AP Photo/Inivision/Paul A. Hebert
A legend.
By Sonali Kohli
Published Last updated This article is more than 2 years old.

The American guitarist, singer, and blues legend B.B. King died in his sleep yesterday (May 14), according to his website. King, who was 89, posted his last message to fans on his website about two weeks ago:

“I am in home hospice care at my residence in Las Vegas.
Thanks to all for your well wishes and prayers.”

King famously called his guitars Lucille, and used them to produce massive hits such as “The Thrill is Gone.” Many say he is responsible for bringing blues music mainstream in the 1950s and 1960s. He is in both the Blues Hall of Fame and the Rock and Roll Hall of Fame, and won 15 Grammys throughout his career. He continued to tour until the end of last year.

Since the Associated Press broke the news early this morning, musicians have been using social media to talk about what King meant to their music.

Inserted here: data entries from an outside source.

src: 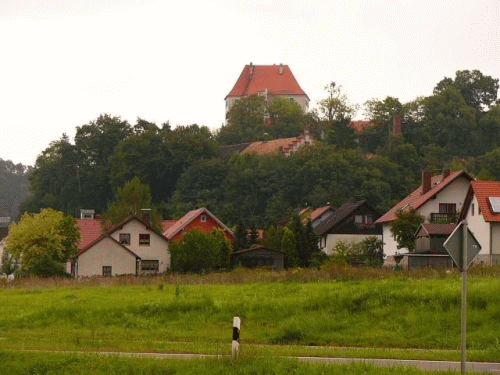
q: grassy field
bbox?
[0,266,500,373]
[0,351,480,375]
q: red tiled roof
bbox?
[350,120,373,132]
[471,181,500,222]
[163,207,234,240]
[421,223,457,236]
[161,220,176,233]
[311,205,332,221]
[241,137,298,155]
[76,219,103,250]
[226,64,307,98]
[375,171,472,224]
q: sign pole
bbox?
[232,316,241,360]
[460,222,469,374]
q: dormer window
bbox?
[119,233,130,245]
[139,233,151,246]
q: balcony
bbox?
[431,213,457,224]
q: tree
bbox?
[434,70,499,114]
[316,82,357,148]
[0,159,31,218]
[75,114,132,212]
[5,208,80,276]
[216,95,266,145]
[169,228,231,273]
[266,96,305,139]
[20,134,81,215]
[391,208,424,252]
[101,177,161,230]
[423,85,476,156]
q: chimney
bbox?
[392,114,403,134]
[278,64,283,75]
[141,208,151,225]
[422,169,432,195]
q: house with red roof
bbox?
[70,210,170,277]
[163,207,236,242]
[225,63,309,113]
[240,130,314,156]
[459,181,500,265]
[375,170,473,264]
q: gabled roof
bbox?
[77,215,168,257]
[75,232,141,259]
[375,171,473,224]
[163,207,234,240]
[467,181,500,222]
[226,63,309,99]
[231,245,284,256]
[314,200,376,236]
[76,219,103,250]
[310,205,333,221]
[349,120,373,133]
[417,223,457,236]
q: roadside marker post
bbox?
[444,220,481,374]
[232,317,241,359]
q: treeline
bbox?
[0,159,30,219]
[13,71,500,227]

The guitarist and singer Eric Clapton, who collaborated with King and credits him as an inspiration, posted a video on his Facebook page, saying:

“There’s not a lot left to say because this music is almost a thing of the past now, and there are not many left that play it in the pure way that B.B did. He was a beacon for all of us that loved this kind of music and I thank him from the bottom of my heart. If you’re not familiar with his work then I would encourage you to go out and find an album called BB King Live at the Regal, which is where it all started for me as a young player.”